Legitimidad
Las elecciones recientes fueron legales, pero no imparciales
Entre los análisis que explican la derrota de la oposición en la contienda electoral abundan las deliberaciones superficiales, las que le atribuyen a la candidata la derrota, señalando -con una argumentación endeble-, que no debió ir acompañada por los partidos, adicionalmente les otorgan el fracaso a las dirigencias partidistas, sin señalar que uno de los más objetados es el partido gobernante y su dirigencia y que en sus filas proliferan los impresentables.
En relación al acompañamiento partidario, el oficialismo tiene a dos socios que poseen una trayectoria en la que la desvergüenza es su mayor aportación.

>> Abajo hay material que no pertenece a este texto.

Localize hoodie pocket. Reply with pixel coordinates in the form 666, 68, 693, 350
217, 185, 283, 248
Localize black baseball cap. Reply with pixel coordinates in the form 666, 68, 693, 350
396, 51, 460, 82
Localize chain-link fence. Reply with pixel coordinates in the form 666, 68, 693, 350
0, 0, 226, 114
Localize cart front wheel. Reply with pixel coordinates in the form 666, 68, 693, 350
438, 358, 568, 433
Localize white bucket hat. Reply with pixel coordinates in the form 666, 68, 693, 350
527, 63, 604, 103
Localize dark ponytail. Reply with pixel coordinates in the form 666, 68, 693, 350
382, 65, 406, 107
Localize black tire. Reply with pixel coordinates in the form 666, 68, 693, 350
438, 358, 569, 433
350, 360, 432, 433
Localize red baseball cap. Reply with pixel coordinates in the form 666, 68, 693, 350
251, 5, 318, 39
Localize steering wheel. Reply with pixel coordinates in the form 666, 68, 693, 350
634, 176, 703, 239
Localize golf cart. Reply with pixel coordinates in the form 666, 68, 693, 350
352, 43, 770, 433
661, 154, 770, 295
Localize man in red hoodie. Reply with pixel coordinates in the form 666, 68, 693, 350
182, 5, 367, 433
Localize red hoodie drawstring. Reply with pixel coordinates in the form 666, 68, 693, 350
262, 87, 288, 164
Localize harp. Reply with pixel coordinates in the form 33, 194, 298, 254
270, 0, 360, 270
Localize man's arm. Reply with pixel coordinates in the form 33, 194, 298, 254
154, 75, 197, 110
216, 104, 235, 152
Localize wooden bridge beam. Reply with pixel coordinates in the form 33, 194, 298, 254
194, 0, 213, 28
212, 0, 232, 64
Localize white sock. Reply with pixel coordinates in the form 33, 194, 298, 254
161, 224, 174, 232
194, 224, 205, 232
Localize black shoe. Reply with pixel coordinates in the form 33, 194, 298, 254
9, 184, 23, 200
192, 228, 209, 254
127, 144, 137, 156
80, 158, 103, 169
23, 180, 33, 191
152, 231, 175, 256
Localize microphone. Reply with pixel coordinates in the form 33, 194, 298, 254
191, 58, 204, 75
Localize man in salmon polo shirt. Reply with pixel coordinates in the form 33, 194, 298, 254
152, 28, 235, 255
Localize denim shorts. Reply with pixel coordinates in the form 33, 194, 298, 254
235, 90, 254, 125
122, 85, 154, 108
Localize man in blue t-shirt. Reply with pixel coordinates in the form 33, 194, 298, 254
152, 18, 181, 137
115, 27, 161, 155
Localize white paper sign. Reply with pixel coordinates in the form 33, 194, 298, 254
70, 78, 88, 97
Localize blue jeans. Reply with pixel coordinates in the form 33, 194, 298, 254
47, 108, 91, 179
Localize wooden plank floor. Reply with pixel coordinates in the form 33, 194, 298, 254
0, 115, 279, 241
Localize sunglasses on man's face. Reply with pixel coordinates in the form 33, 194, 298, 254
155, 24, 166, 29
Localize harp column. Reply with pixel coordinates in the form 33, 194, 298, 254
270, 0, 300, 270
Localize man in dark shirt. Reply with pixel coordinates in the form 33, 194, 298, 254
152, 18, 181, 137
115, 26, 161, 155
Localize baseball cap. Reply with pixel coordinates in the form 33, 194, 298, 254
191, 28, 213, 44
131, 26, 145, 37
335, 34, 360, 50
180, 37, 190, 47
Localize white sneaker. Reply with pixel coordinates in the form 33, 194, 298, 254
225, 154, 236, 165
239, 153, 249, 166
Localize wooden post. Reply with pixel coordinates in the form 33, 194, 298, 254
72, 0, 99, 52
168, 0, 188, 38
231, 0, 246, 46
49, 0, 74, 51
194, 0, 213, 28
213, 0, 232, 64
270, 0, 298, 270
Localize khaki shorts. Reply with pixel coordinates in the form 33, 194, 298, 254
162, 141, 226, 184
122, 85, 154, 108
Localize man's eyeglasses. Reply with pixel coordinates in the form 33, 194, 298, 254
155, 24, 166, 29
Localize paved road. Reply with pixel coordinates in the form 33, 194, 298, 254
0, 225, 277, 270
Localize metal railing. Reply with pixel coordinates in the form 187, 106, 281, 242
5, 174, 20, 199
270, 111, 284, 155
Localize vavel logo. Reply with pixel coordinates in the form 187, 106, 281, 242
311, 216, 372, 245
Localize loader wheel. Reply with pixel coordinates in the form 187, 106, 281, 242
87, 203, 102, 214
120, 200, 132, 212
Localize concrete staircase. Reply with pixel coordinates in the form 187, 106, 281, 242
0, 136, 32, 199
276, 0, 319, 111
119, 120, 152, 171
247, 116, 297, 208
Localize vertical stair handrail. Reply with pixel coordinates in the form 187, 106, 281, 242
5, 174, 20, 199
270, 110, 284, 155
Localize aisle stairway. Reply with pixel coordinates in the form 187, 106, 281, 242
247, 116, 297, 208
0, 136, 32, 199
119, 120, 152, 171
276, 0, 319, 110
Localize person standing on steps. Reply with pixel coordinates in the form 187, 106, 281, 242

Las elecciones recientes fueron legales, pero no imparciales, eso es lo primero que habría que asentir para hacer un examen serio, antes de lanzar conjeturas ausentes de rigor y honestidad, quien argumenta omitiendo esto de principio persigue otro propósito.
Muy pocos explican que el proceso fue viciado por la indebida intromisión del presidente de la República, sumando la inmoderada colonización o destrucción de los instrumentos que el Estado mexicano había construido durante décadas para darnos elecciones equitativas, entendiendo esto como justas.
La actuación del organismo depositario de la confianza ciudadana, INE, fue deficiente y omisa, su presidenta y algunos de los consejeros se convirtieron en cómplices de los atropellos, nunca el poder fue sancionado ni advertido de castigos después de las constantes injerencias presidenciales.
El Tribunal Federal Electoral fue mermado en su integración y después avasallado, acusándolos de inmerecidos privilegios y que sus fallos correspondían a intereses partidarios, al final lo debilitaron y alevosamente asaltaron la presidencia de la institución poniendo en su lugar a una magistrada de su confianza.
Estas flagrantes muestras de favoritismo se dieron con el indudable contubernio del INE, quien invariablemente respondía tardíamente a las ilegalidades para pedir que la presidencia retirara las evidencias de los ultrajes -los videos de las conferencias presidenciales-, cómo si después de un asesinato -cometido a la vista de todos-, la autoridad responsable en vez de aprehender al homicida y castigarlo, saliera apresuradamente a desaparecer el arma.
Los inmensos recursos de origen incierto usados ilegalmente en precampañas y campañas, sin ninguna fiscalización u observación, miles de bardas, millares de espectaculares e infinidad de medios usados ilegalmente con la connivencia y anuencia de las autoridades electorales, otro abuso, los Siervos de la Nación, personal contratado y pagado con recursos públicos cuyo fin fue el de amedrentar a los votantes y hacer promoción electoral a favor de Morena.
El descrédito constante de la candidata opositora en voz del mandatario, acusándola de corrupta sin ninguna prueba, ventilando ilegalmente sus declaraciones fiscales entre otros agravios, cometidos por un poder exacerbado y sin control que estaba obligado a la imparcialidad.
Estas conductas sumadas a muchas otras, cómo el uso patrimonialista del Estado, son una prueba para la nulidad en cualquier democracia, no obstante, ante las manifiestas evidencias se escoge el silencio o el razonamiento frívolo. Los intereses personales se sobreponen a los generales, cómo la igualdad de condiciones en la competencia electoral, el resultado final es la erosión institucional.
Umberto Cerroni (Reglas y Valores en la democracia, pág. 133) lo resume así:
“Podría decirse que las instituciones anudan a la sociedad civil con la sociedad política; los intereses particulares con los intereses generales; el mundo existencial con el mundo ideal: Garantizan así la vida de los individuos...”.
No se afirma que no hubo errores en la coalición opositora o que esta estaba constituida por una agrupación de virtuosos, sino que el oficialismo triunfó legalmente, pero no legítimamente.
Para gobernar en una democracia, esta condición es imprescindible.